To effectively control and reduce environmental pollution, must first understand the sources of pollutants, distribution characteristics, transformation and toxic effect, thus the pollution governance or repair, which requires to environmental effect forecast of chemicals, this is the important means of risk prevention and control of dangerous chemicals, and is also the important direction of current toxicology studies. The prediction of environmental biological effects has played an irreplaceable role in major environmental issues such as the Songhua River pollution event and the cause of atmospheric haze in 2005.
At present, nano-materials in the electronic machinery, medical, chemical, energy, environment, and many other fields of research and application of rapid development, but how to predict the environmental effects of nanophase materials to the connotation of lack of database, general weak environment transformation scene omissions, model, harmful to the state of nano material in the prevention and control of risk.
Recently, the environmental science and engineering college of Nankai University professor Hu Xiangang team in the development of machine learning algorithm to predict the biological effect of nanometer materials, and by enhancing interpretability of machine learning, so as to explore the mechanism of biological effect of nanomaterials has achieved breakthrough, to solve the above problem provides a new research idea. On May 26th, Deep exploration of random forest model of varying the machine learning studies of varying degrees Complicated immune responses and lung burden of nanoparticles "was published in the internationally renowned journal Science Advances.
Paper screenshots
At present, machine learning models have been widely used in the prediction of environmental biological effects of nanomaterials. However, due to the limited interpretability of machine learning, it is still very difficult to use machine learning models to reveal the mechanism of complex nano toxicology.
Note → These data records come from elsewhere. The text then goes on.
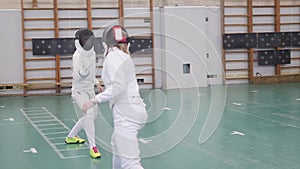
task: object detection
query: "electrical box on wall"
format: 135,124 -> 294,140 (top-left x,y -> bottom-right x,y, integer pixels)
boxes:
161,7 -> 222,89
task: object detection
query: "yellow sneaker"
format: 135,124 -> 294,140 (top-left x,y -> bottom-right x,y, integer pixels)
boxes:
65,136 -> 85,144
90,146 -> 101,158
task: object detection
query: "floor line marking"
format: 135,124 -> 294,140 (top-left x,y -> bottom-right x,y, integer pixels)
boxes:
44,131 -> 69,135
31,119 -> 56,123
20,107 -> 70,159
59,146 -> 90,152
232,110 -> 300,129
36,123 -> 60,127
30,116 -> 51,119
48,137 -> 66,140
40,127 -> 65,131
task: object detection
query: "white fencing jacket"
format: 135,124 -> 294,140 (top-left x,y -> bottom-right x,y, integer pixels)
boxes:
96,47 -> 140,105
72,40 -> 99,93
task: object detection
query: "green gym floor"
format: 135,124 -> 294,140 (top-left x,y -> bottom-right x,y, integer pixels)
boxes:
0,83 -> 300,169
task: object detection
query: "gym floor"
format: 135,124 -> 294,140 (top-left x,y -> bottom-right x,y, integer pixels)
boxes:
0,83 -> 300,169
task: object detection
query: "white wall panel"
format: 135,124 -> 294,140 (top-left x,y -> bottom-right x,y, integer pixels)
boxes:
0,10 -> 23,83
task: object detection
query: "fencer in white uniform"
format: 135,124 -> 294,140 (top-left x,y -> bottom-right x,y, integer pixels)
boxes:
65,29 -> 101,158
83,25 -> 148,169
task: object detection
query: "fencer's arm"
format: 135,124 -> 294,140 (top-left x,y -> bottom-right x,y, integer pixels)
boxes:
95,57 -> 127,103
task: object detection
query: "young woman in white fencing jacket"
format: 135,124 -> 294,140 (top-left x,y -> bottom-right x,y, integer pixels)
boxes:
83,25 -> 148,169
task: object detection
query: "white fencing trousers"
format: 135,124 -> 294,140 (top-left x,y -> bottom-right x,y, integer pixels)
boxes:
68,91 -> 98,149
111,97 -> 147,169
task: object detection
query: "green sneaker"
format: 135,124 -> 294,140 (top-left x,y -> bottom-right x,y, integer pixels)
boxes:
65,136 -> 85,144
90,147 -> 101,158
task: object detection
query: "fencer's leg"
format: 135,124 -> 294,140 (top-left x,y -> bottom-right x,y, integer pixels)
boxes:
67,93 -> 84,137
68,117 -> 85,137
115,124 -> 143,169
84,105 -> 98,149
111,133 -> 122,169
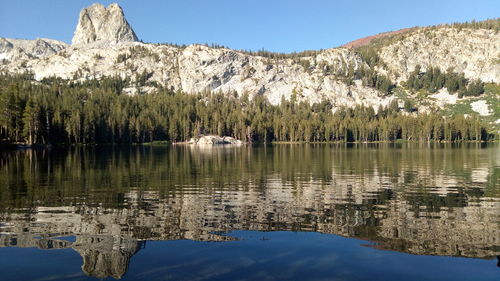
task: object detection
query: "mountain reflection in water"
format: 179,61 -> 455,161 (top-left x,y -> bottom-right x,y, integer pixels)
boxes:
0,144 -> 500,279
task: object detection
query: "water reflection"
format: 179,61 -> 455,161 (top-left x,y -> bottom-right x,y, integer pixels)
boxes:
0,145 -> 500,279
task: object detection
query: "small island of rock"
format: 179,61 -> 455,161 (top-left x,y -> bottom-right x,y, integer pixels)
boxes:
188,135 -> 243,145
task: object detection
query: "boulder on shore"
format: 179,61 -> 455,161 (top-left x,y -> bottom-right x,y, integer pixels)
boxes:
188,136 -> 243,145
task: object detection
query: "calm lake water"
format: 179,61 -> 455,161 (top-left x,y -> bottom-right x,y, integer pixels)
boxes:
0,144 -> 500,281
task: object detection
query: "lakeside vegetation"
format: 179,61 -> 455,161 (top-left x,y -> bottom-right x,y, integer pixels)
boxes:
0,74 -> 495,144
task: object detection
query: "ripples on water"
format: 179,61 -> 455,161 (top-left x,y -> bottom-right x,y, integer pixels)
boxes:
0,144 -> 500,280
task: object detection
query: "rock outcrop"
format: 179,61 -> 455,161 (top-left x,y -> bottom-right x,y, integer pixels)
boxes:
72,3 -> 138,45
188,136 -> 243,145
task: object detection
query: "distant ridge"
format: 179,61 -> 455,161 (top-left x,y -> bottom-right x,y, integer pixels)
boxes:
341,27 -> 417,48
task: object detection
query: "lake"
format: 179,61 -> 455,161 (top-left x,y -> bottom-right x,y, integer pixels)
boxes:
0,144 -> 500,281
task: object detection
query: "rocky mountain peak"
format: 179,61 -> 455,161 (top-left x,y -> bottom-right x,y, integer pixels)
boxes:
72,3 -> 138,45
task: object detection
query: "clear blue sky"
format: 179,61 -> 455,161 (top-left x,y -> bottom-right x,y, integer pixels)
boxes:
0,0 -> 500,52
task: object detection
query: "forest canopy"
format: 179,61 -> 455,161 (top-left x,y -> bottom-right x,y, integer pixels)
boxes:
0,74 -> 494,144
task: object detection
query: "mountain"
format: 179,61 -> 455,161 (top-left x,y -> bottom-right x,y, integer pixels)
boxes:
0,4 -> 500,122
72,3 -> 139,45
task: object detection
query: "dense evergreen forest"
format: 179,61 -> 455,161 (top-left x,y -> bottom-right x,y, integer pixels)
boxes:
0,74 -> 494,144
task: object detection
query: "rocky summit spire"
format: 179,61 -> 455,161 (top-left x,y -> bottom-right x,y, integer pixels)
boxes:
72,3 -> 138,45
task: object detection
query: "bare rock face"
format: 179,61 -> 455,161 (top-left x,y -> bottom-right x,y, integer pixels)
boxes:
72,3 -> 138,45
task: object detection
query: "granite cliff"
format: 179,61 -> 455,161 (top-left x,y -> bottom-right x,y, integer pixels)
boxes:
0,4 -> 500,116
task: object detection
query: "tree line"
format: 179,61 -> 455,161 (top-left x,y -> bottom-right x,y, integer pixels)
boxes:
0,72 -> 494,144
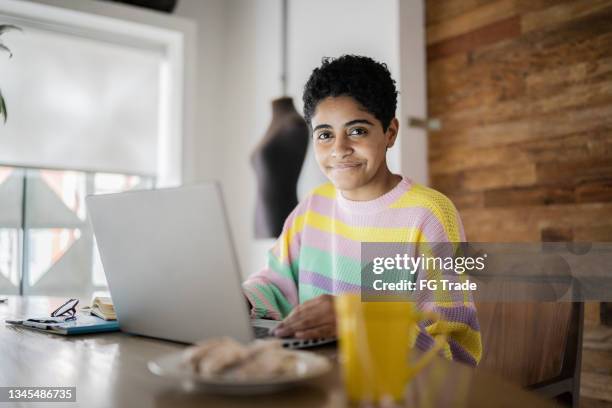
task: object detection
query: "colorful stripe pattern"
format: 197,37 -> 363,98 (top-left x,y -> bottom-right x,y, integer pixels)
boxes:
243,178 -> 482,365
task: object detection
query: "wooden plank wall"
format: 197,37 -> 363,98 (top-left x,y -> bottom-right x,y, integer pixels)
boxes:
426,0 -> 612,242
426,0 -> 612,384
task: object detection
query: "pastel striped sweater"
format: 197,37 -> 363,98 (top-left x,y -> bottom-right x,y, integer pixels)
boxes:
243,177 -> 482,365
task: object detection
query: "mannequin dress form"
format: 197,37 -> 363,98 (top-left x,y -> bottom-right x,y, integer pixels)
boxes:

Based on the previous work of Prof. Xiangang Hu and his team (PNAS,2020, 117, 10492-10499; ES&T, 2018, 52, 9666-9676) created a database of nanomaterials and biological effects, constructed a regression model of nanomaterials and biological effects, and proposed a tree-based random forest feature importance and feature network interactive analysis framework (TBRFA), which used the multi-indicator importance analysis method. The bias of feature importance analysis caused by small data sets was overcome, and a feature interaction network was established by using the working mechanism of random forest to reveal the potential interaction factors affecting the biological effects of nanomaterials.
TBRFA Frame
TBRFA analysis framework includes importance analysis and feature interaction network analysis. TBRFA importance analysis used multiple importance indicators to balance the bias caused by the traditional single index, and identified the exposure recovery time, material specific surface area and material size as the important factors affecting the biological effects induced by nanomaterials. By analyzing the tree structure of the random forest, TBRFA feature interaction network analysis calculated the interaction coefficient between the two features, and identified that the specific surface area and surface charge, specific surface area and length, length and diameter of the material play a role of mutual restriction and influence in the process of inducing biological effect.
Professor Hu Xiangang said that this study has a certain guiding role for the development of environmentally friendly nanomaterials, and will provide new strategies for the ecological and environmental safety assessment of nanomaterials. This machine learning algorithm is not only suitable for the analysis of environmental effects of nanomaterials, but also can be used for the prediction and evaluation of environmental biological effects such as heavy metal and organic pollution.
Nankai University is the independent author of this paper. Yu Fubo, a PhD candidate from Nankai University, is the first author, and Professor Hu Xiangang is the corresponding author. The research was supported by the National Natural Science Foundation of China (NSFC), the National Key Research and Development Program, and the Outstanding Youth Fund of Tianjin Science and Technology Bureau.